We don't, at present, have a way to distinguish these two levels _in the
build system_. It's either:
urwfontsupport = yes -> full service
urwfontsupport = no -> basic service
That doesn't mean the build system imposes a degradation down to "basic
service" upon gropdf/devpdf--it means only that our Automake/Makefile
logic is more limited in how it's parameterized than gropdf itself. The
practical consequence affects questions like, "which artifacts (such as
PDF files) do we create during a groff build?"
> Of course you could do something like:-
>
> .ie F NR .FAM N
> .el .FAM H
>
> Which would work in all pdf modes and ps would always use N (because
> NR is always available).
If Peter's designed his page layouts flexibly enough that Helvetica
would look (about) as attractive as New Century Schoolbook, then I
reckon that might work.[1] We could then rip out the conditional
bracketing generation of the "typesetting.pdf" target.
Here's what I mean:
$ sed -n '94,108p' contrib/mom/mom.am
if USE_GROPDF
MOMPROCESSEDEXAMPLEFILES = \
contrib/mom/examples/letter.pdf \
contrib/mom/examples/mom-pdf.pdf \
contrib/mom/examples/mon_premier_doc.pdf \
contrib/mom/examples/sample_docs.pdf \
contrib/mom/examples/slide-demo.pdf \
contrib/mom/examples/copyright-default.pdf \
contrib/mom/examples/copyright-chapter.pdf
if HAVE_URW_FONTS
MOMPROCESSEDEXAMPLEFILES += contrib/mom/examples/typesetting.pdf
endif
momprocessedexampledir = $(exampledir)/mom
nodist_momprocessedexample_DATA = $(MOMPROCESSEDEXAMPLEFILES)
endif
...that `HAVE_URW_FONTS` thing could go (it's of pretty recent vintage).

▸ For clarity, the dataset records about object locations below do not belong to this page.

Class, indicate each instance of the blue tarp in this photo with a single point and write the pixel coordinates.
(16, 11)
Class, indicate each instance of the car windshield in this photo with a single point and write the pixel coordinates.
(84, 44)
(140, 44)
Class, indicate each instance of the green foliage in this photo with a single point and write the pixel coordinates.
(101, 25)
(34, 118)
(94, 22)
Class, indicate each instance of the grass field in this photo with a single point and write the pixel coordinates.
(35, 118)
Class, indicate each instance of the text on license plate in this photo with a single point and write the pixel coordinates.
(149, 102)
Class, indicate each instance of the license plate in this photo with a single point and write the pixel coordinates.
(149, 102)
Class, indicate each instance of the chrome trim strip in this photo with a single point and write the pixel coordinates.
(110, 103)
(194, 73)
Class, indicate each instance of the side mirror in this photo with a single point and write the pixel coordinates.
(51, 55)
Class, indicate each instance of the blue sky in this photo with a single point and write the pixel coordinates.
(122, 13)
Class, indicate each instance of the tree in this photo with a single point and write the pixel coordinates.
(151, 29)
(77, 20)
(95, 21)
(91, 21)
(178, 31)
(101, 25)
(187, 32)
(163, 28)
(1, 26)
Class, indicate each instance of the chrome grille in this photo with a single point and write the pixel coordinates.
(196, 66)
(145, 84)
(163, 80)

I haven't yet figured out if I can collapse the Automake variable
`HAVE_URW_FONTS` and the `AC_SUBST()`ed paramter `urwfontsupport`. They
do have similar meanings. (Identical? To be determined.) There's a
lot about Automake and its interaction with Autoconf that I don't
understand (yet?).
Another thing I don't know is whether the choice of SHOUTING_CAPITALS or
runtogethershellvariablenames carries idiomatic significance or if it's
just the usual chaos arising from programmers with different symbol
naming preferences failing to coƶperate with each other or achieve
consistency within a project.
I don't see any of these issues as gating 1.24.0, personally. The SEGVs
(Bruno's and yours) are more pressing, with yours being more so because
that _does_ suggest a regression since 1.23.0.
Regards,
Branden
[1] At the same time it's nice to see something _other_ than Times,
Courier, and Helvetica in groff documents occasionally.